I have had a lot of conversations of late as to why I do what I do and how my career has developed. The below is a little reflection I initially drafted in a coffee shop earlier in the week…
My primary driver in career considerations, when younger, was that I wanted to do something that would help people better themselves. This was partly driven by, whilst living in Toronto for a year, spending a lot of time in Toronto’s libraries. The library was a haven for me as a temporary resident, providing internet access (when it was not as ubiquitous as today) as well as newspapers, books and entertainment. My academic studies, that followed, in the library/information world further fueled my interest in learning.
I have written before about the particular educational informatics module that was at the heart of my professional focus on completion of my MA and, realistically, still is. My career since then has seen time spent in FE, HE and workplace learning but, in all those environments, my interest in supporting people to better themselves has remained. This has, of course, taken different flavors, from supporting people to pass exams, supporting less able people with basic English language skills, creating an information architecture for tutors and students to interact, developing complex career pathways and learning opportunities, etc.
My view is that personal empowerment is all important, I would argue only with this can you have a truly engaged populace (when it comes to education) or workforce (for organizational L&D). As such I have no interest in being the holder of knowledge, rather the architect and facilitator. This is one area where I differ to some of the people I have met through the years in the learning and library professional communities.
One annoyance of mine, with both the HE and L&D professional worlds is that they too often look for the differences between themselves. I seriously believe you can only support a workforce if you are aware of the school and post compulsory education systems your workplace are emerging from. Similarly universities, as is well recognized, need better links with employers to understand their needs.
Whose education/learning is it then? The answer is increasingly complex, we no longer need a basic workforce for factory, field and forces but one able to adapt. I would see myself as an example of this, taking the ‘I want to help people be better’ mentality to different sectors and roles; the balance of who benefits most from my work will vary between the individual, organization and society.
In terms of L&D specifically I would see the recent recognition of value for skills like curation as, largely, nothing new but recognition of failings in the past. Underpinning all of this is the inevitable move to digital and I’ll post soon some thoughts on some recent posts related to eLearning and the nature of L&D.
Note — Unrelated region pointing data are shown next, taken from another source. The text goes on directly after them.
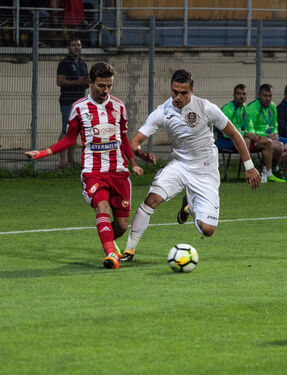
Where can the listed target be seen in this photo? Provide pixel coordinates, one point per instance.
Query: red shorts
(112, 187)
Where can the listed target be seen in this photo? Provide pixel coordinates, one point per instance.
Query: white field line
(150, 225)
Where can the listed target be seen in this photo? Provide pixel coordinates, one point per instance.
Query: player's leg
(203, 197)
(65, 111)
(183, 213)
(139, 224)
(167, 184)
(101, 205)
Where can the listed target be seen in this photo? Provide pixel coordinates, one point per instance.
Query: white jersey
(190, 129)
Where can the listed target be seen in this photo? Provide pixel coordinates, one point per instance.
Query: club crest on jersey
(116, 115)
(103, 130)
(89, 116)
(191, 119)
(93, 189)
(125, 204)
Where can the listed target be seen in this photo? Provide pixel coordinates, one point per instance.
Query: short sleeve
(215, 116)
(154, 122)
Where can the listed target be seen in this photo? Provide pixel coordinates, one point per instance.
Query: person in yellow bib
(263, 113)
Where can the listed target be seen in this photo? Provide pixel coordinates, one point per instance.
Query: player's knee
(153, 200)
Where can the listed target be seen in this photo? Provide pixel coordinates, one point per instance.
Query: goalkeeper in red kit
(101, 120)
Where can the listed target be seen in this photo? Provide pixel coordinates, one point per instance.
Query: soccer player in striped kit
(101, 120)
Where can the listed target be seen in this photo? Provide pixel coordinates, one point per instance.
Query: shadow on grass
(65, 270)
(274, 343)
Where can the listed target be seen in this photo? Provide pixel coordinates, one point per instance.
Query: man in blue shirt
(72, 78)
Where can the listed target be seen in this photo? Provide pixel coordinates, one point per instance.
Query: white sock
(139, 225)
(197, 226)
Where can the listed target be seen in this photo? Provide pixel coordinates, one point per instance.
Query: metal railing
(110, 27)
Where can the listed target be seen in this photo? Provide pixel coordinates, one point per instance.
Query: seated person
(238, 114)
(263, 114)
(282, 118)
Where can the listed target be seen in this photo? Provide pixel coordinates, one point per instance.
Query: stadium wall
(215, 72)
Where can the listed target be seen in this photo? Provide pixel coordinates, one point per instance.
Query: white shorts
(202, 188)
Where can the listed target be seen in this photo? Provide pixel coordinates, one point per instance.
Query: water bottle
(264, 175)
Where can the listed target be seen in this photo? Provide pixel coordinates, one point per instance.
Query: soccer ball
(182, 258)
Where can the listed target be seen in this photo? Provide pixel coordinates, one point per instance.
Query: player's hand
(253, 178)
(35, 154)
(149, 157)
(137, 170)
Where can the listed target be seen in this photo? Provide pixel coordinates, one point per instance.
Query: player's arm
(136, 141)
(251, 173)
(129, 154)
(68, 141)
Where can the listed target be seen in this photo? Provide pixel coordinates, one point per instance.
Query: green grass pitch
(62, 313)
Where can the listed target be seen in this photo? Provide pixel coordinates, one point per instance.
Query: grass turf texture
(63, 313)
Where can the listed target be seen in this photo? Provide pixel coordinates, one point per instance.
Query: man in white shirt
(188, 121)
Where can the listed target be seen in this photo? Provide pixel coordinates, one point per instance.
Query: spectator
(72, 77)
(102, 121)
(282, 117)
(263, 113)
(238, 114)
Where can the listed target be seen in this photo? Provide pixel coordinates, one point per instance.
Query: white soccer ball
(182, 258)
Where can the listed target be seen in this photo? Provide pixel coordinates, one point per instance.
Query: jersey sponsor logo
(93, 189)
(89, 116)
(103, 130)
(116, 115)
(125, 203)
(191, 119)
(212, 217)
(104, 147)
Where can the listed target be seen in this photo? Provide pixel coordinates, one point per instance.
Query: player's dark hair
(240, 86)
(182, 76)
(265, 87)
(102, 70)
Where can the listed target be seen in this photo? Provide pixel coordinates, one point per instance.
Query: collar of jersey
(96, 103)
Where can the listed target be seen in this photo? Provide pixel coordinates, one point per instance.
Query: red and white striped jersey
(102, 128)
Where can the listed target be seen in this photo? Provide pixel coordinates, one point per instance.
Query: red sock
(106, 233)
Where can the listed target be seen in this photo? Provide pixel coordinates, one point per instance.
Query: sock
(197, 226)
(105, 232)
(139, 225)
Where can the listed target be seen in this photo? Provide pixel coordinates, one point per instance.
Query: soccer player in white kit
(188, 121)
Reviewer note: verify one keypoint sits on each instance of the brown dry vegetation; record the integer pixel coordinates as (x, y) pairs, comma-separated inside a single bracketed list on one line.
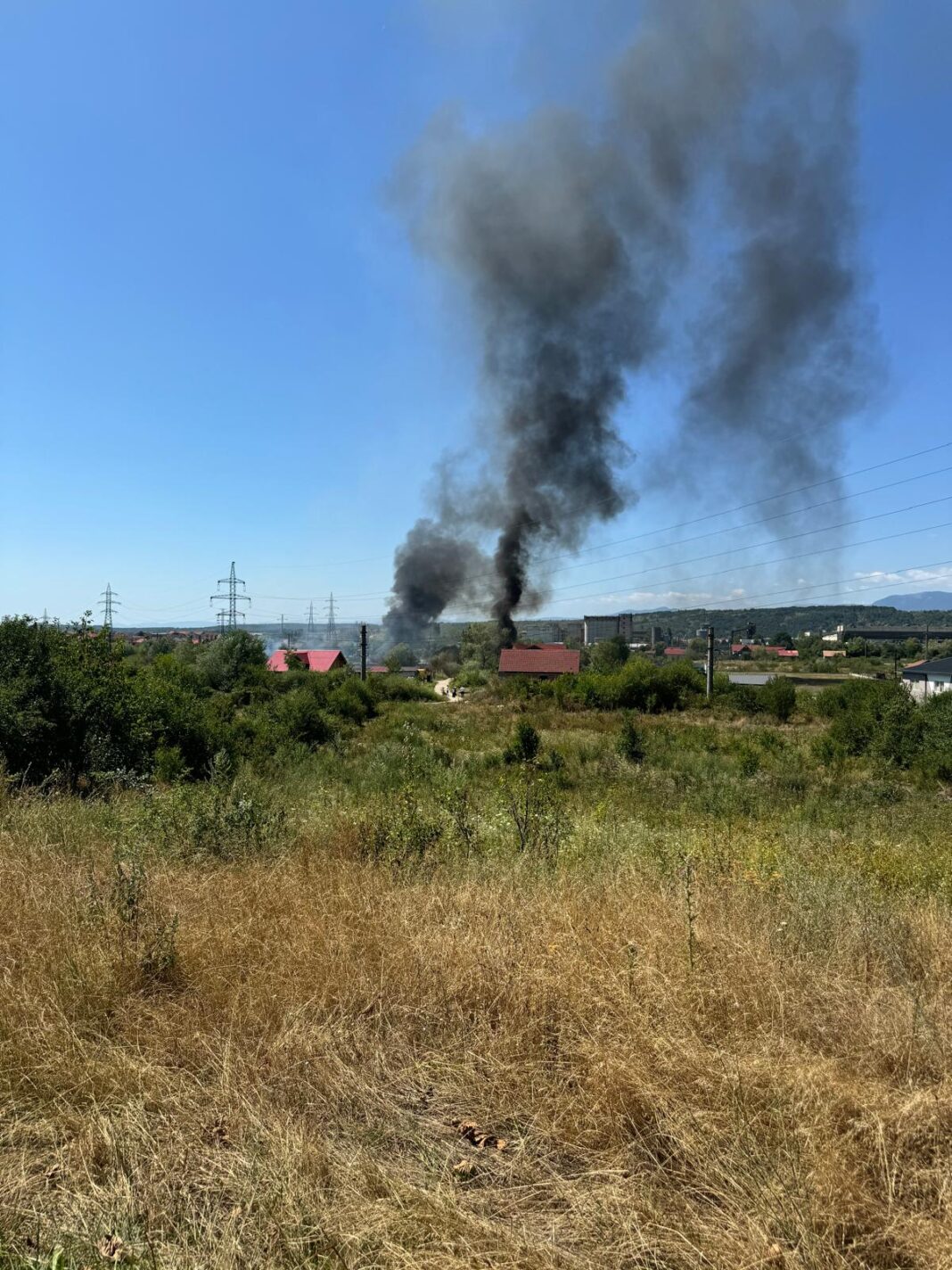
[(286, 1093)]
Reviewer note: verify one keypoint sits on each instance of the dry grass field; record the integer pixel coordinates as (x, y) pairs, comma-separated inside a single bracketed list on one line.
[(696, 1053)]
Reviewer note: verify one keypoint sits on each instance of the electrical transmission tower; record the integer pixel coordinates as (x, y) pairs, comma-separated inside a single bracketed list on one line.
[(332, 623), (108, 599), (229, 616)]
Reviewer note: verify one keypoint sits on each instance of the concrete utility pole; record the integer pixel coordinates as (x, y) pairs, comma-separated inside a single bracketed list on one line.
[(332, 623), (229, 616)]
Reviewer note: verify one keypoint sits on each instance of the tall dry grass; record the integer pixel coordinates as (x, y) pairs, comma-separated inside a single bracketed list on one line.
[(286, 1093)]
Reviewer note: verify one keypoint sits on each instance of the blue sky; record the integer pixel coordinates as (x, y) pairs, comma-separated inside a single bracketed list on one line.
[(216, 342)]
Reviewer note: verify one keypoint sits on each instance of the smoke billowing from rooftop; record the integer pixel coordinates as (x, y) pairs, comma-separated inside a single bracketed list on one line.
[(727, 128)]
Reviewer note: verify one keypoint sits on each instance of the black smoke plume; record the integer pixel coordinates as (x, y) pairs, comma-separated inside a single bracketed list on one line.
[(569, 236)]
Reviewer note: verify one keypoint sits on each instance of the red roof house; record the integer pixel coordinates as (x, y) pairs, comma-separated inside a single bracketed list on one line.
[(541, 664), (319, 659)]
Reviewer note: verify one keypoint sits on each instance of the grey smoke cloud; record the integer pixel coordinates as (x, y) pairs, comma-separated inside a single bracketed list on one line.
[(568, 235)]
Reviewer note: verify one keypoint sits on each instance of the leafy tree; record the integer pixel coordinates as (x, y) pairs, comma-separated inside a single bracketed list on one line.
[(780, 698), (401, 655), (630, 742), (480, 644), (610, 655), (524, 746), (233, 661)]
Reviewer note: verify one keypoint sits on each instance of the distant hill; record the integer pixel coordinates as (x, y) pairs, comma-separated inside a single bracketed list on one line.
[(919, 602)]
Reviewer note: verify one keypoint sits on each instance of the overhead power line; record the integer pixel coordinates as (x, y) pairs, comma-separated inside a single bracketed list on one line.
[(229, 616), (711, 515), (753, 547)]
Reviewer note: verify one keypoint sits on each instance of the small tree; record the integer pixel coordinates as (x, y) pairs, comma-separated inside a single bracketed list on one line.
[(401, 655), (631, 747), (610, 655), (780, 698), (480, 644), (524, 746)]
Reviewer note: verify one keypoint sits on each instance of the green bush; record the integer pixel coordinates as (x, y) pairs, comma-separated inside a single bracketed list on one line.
[(638, 685), (631, 746), (524, 746), (780, 698)]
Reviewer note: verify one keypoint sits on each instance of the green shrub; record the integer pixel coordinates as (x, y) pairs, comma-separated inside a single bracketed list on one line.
[(631, 746), (524, 746), (778, 697), (638, 685)]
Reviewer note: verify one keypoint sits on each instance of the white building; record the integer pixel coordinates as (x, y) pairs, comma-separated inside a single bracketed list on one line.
[(925, 679)]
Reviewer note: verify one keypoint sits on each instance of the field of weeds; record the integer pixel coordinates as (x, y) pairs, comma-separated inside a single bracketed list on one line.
[(425, 998)]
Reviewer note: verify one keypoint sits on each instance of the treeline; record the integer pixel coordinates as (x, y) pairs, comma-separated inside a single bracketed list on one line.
[(79, 710)]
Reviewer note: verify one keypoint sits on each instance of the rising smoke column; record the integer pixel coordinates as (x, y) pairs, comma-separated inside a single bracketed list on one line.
[(795, 350), (568, 234)]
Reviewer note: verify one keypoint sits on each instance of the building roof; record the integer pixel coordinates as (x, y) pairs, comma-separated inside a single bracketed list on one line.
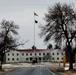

I will finish with saying that my ethos of looking to better people and therefore our organizations and society doesn’t necessarily mean I want to work in ‘L&D’. I see the need for far less boundaries in supporting workplace/student performance and there also needs to be a recognition that different traditional professionals are all having similar conversations, for example much of this paper for CIOs will sound familiar to learning professionals facing the need to change for our future digital workplaces.